Okay, everybody - put the kiddies to bed, 'cause this one sure as shit ain't gonna be Maggie-friendly....
Fuck Texas. Fuck. Texas. And fuck North fucking Carolina too. A few years back, on my way to China, the plane I was on out of JFK had some mechanical problems and they had to cancel the flight. It was a hassle, but the people at the desk re-booked every single person and we went on our way. Because people in New York know that they need to get shit done. You don't find any of that laissez-faire "You can fly out tomorrow" shit-kicker attitude in New York. People in North Carolina could stand to learn a few goddamn things from New Yorkers.
But I wouldn't be in this predicament in the first place if Texas wasn't a god-forsaken place where no one should live. Apparently dump-trucks of rain fall on the place daily during the summer and Texans are too fucking stupid to realize: "Hey, maybe we shouldn't live here." I'm not even kidding any more. We need to give Texas back to Mexico. It's what they want anyway.

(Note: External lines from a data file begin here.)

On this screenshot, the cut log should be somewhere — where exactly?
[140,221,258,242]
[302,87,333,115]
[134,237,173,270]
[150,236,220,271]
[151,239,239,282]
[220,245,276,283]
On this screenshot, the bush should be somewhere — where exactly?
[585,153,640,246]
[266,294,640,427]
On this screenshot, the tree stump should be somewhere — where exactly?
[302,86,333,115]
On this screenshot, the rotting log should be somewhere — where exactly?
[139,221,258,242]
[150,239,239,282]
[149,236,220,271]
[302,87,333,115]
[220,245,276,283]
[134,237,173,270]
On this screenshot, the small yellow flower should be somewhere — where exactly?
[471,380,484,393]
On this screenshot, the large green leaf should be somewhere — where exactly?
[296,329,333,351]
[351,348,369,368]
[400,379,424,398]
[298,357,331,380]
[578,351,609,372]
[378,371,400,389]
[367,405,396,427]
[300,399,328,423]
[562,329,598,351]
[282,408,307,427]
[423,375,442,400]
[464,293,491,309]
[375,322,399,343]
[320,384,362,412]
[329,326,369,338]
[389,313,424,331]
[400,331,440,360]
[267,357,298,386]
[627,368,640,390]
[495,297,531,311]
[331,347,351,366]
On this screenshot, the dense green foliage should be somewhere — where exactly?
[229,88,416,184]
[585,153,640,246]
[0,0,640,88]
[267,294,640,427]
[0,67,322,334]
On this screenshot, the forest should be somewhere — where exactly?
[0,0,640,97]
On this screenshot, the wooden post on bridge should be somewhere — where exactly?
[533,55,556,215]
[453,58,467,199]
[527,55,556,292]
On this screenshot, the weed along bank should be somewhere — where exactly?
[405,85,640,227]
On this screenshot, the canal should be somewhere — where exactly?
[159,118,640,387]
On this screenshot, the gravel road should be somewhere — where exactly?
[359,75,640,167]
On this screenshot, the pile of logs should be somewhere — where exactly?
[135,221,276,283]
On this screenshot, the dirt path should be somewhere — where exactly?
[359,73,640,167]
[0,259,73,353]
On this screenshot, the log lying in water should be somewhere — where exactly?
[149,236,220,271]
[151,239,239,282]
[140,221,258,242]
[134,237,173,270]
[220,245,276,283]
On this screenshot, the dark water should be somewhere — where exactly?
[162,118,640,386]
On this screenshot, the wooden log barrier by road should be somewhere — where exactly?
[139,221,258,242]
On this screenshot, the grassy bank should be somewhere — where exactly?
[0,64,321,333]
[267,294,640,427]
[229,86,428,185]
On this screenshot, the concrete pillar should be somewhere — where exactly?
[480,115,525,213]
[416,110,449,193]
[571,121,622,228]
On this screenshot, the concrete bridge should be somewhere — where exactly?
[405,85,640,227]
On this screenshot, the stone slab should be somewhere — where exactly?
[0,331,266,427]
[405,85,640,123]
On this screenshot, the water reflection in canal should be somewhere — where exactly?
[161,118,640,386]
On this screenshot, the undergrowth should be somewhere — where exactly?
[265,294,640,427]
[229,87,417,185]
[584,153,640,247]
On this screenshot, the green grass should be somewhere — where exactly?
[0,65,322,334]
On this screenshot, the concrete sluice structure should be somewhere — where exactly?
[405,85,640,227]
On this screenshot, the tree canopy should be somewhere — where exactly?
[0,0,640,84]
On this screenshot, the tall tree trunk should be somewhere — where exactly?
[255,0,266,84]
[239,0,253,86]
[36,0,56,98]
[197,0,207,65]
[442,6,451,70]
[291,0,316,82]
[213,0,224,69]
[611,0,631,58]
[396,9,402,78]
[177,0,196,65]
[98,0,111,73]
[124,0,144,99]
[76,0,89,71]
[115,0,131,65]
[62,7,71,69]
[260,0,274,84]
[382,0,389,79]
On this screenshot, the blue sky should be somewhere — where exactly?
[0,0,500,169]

Obviously, I'm not on my way yet to South America. My connecting flight to Dallas was cancelled due to weather. The plan as of now is to fly to Miami tomorrow afternoon and connect to Santiago to land at 6:30AM in time for my 8:30AM flight to Easter Island. There's not a whole lot of room for error, though. And I'd be lying if I said I was feeling overwhelmingly positive about this going off without a snag. I suppose some might consider this karmic payback for my crack about "gloat[ing]" in my previous post. But I, for one, feel I am to be commended; I toned the smugness down quite a bit. I didn't even mention "the littles" like I did in my first draft.
For the immediate future, my options are limited. And I'm not even thinking far enough ahead to consider how to kill the day tomorrow. I've already checked with Emma and Daby, and apparently Raleigh is too far from the Outer Banks for them to come pick me up so I can hang with them for the evening. Who knew? I mean - they're both in the same goddamn state, right? Seemed reasonable to me.... Anyway, my options for a glorious evening in bum-fuck North Carolina seem to be:
A/ Remain here in this too-small-for-two-people "business center" at the Days Inn with my new douchebag friend right next to me talking and laughing to himself and surf the internet on this slow-ass probably dial-up podunk bullshit connection.
B/ Hit the Waffle House next door and then watch some TV and hit the sack.
C/ Go get drunk at Hooters.
I wish I was joking. I think I'm gonna go to Hooters. Perfect. I'm the best seventeen-year-old ever.